PeakSplitter accurately subdivides experimentally-derived peak regions containing more than one site of signal enrichment, optionally retrieving genomic DNA sequences corresponding to subpeak summit regions. Local maxima are identified in the peak region, heights of neighboring maxima are compared, and the lowest value is multiplied by a user-adjustable parameter to yield the minimum read depth required to separate peaks. This facilitates more detailed analysis of individual subpeaks, which is particularly useful for discerning individual binding sites that may be present in aggregate peak regions and in obtaining candidate sequences for motif analysis.

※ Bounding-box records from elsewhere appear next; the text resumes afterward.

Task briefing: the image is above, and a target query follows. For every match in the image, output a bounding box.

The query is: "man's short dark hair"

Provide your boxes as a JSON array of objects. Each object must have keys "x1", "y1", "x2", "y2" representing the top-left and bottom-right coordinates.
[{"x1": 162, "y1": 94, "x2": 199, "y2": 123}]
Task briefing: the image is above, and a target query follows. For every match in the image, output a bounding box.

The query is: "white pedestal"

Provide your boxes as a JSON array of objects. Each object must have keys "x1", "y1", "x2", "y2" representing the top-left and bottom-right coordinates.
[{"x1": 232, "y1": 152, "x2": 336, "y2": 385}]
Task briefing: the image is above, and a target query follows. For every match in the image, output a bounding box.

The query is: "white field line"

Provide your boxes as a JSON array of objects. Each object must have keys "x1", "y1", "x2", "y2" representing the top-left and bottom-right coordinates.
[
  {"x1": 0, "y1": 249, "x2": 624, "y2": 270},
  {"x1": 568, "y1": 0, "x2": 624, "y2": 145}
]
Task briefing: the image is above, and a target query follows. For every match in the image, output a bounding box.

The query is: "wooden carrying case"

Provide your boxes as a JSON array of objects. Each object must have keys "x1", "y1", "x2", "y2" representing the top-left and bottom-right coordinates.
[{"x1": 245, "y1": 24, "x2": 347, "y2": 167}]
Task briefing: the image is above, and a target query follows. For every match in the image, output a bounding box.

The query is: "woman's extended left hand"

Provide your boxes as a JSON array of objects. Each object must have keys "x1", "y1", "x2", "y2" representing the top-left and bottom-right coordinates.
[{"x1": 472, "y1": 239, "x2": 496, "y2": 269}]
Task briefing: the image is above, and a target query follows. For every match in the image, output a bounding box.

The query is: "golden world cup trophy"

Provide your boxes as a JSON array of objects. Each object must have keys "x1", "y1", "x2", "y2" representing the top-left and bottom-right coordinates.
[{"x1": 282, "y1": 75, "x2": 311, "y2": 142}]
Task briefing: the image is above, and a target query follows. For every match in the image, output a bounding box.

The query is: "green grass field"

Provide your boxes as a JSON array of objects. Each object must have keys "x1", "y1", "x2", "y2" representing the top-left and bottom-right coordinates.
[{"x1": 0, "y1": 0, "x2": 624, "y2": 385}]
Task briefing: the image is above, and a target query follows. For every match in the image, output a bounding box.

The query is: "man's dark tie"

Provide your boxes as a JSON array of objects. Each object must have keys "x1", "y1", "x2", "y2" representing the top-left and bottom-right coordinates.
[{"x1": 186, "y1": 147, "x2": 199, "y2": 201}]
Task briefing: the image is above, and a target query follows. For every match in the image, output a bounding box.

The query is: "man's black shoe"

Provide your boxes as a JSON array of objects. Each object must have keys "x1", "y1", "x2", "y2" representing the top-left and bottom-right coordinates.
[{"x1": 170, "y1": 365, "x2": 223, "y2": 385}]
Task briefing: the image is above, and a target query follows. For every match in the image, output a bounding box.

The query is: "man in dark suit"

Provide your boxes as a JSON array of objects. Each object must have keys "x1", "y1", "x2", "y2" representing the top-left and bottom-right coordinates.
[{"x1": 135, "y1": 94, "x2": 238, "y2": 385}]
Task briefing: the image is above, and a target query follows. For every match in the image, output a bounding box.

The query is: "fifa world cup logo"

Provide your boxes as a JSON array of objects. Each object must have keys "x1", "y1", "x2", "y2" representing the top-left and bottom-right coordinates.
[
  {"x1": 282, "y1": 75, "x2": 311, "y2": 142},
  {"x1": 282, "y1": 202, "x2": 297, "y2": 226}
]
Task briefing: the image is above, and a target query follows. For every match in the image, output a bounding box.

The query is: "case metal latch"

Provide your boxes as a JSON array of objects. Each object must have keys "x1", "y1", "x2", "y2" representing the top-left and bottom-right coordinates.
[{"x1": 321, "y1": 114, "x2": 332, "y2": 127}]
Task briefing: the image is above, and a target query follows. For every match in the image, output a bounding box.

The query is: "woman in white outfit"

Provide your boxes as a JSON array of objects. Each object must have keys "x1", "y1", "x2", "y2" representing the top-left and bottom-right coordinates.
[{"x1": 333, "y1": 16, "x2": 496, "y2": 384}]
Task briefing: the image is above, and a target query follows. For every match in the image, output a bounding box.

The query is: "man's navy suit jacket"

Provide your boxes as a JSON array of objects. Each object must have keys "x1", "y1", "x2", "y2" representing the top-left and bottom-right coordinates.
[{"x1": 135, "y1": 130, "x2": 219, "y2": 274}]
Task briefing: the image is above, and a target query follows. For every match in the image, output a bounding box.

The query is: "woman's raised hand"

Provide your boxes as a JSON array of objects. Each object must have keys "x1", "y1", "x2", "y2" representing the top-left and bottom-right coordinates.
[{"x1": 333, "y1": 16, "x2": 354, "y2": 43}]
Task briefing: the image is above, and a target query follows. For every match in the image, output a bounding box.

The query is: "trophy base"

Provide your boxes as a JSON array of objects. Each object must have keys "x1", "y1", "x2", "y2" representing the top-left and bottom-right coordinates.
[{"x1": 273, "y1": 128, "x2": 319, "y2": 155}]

PeakAnnotator scans the target genome to identify and report functional elements proximal to the input set of peak loci. This facilitates automated annotation of large-scale experimental data, and obviates the need to import numerous coordinate sets into a genome browser for manual visualization and assessment. PeakAnnotator contains three main subroutines: Nearest Downstream Gene (
NDG), Transcription Start Site (
TSS) and Overlap Data Sets (
NDG locates the nearest downstream genes on both strands and calculates their distances. If the peak region intersects a gene, the program determines if the overlap is within an exon, intron, 5′ UTR or 3′ UTR. Multiple transcripts or genes overlapping a given location are all reported, providing a means to identify putative bi-directional promoters where the peak is proximal to genes on both strands.
TSS locates the nearest transcriptional start site relative to each locus, scanning both downstream or upstream of the experimental peak to account for transcription initiation on either the sense or antisense strand.
ODS calculates the overlap in positions/peaks between data sets, where loci that intersect by at least one nucleotide on either strand are reported and a P-value of overlap enrichment over random is calculated.